他那新得的鉗工技能雖然跟修車不完全對口,但觸類旁通,他對機械結構的理解遠超常人。

他三兩下就幫著師傅找到了漏氣點,並指點著如何處理更牢固。他熟練而自信的樣子,讓一旁的冉秋葉和陶晶瑩看得有些發怔。

很快,三輛車都修好了。何雨柱付了錢,婉拒了冉秋葉要還錢的請求,跨上車:“我得趕去廠裏了,兩位老師,回見。”

看著他遠去的背影,陶晶瑩用胳膊肘輕輕碰了碰還在發呆的冉秋葉,促狹地笑道:“行啊,冉老師,深藏不露啊。

這位何師傅,可不像個普通的廚子。你看他那塊表,還有那份從容淡定的勁兒,比咱們學校那些眼高於頂的男老師強多了。”

她壓低聲音,湊到冉秋葉耳邊:“說實話,你是不是對他有意思?臉都紅啦!”冉秋葉的臉“騰”地一下燒到了耳根。

上午十點,何雨柱才不疾不徐地走進軋鋼廠後廚。李副廠長早就打過招呼,沒人敢對他遲到有半句非議。他換上工作服,洗了手,整個人的氣場便為之一變。

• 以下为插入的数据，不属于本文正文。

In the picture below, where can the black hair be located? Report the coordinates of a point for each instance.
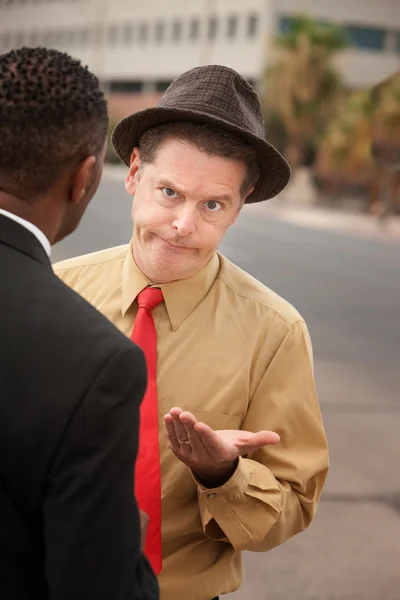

新得的廚神技能讓他對食材的掌控達到了一個全新的境界。

切菜的刀聲如雨打芭蕉,富有節奏;顛勺的動作行雲流水,充滿美感。

一上午的功夫,幾道大鍋菜在他手裏變得香氣四溢,引得整個後廚的人都直咽口水。

午飯時間,工人們排起了長龍。何雨柱今天心情不錯,破天荒地親自掌勺打飯。

他手裏的勺子穩如泰山,給每個工人打的菜都冒著尖兒,葷素搭配得宜,引來一片叫好聲。

隊伍緩緩向前移動,一個熟悉的身影出現在他麵前。是秦淮茹。她端著飯盒,眼巴巴地看著他,眼神複雜,既有祈求,也有一絲不易察覺的怨恨。

何雨柱麵無表情,手裏的勺子一抖,給她打的菜不多不少,和前麵的人一模一樣。

就在秦淮茹準備說點什麽的時候,一個尖嘴猴腮的身影猛地從旁邊擠了過來,一把將飯盒懟到何雨柱麵前,正是許大茂。

“傻柱,先給我打!我下午要去公社放電影,急著呢!”許大茂昂著頭,下巴都快翹到天上去了,直接插在了秦淮茹的前麵。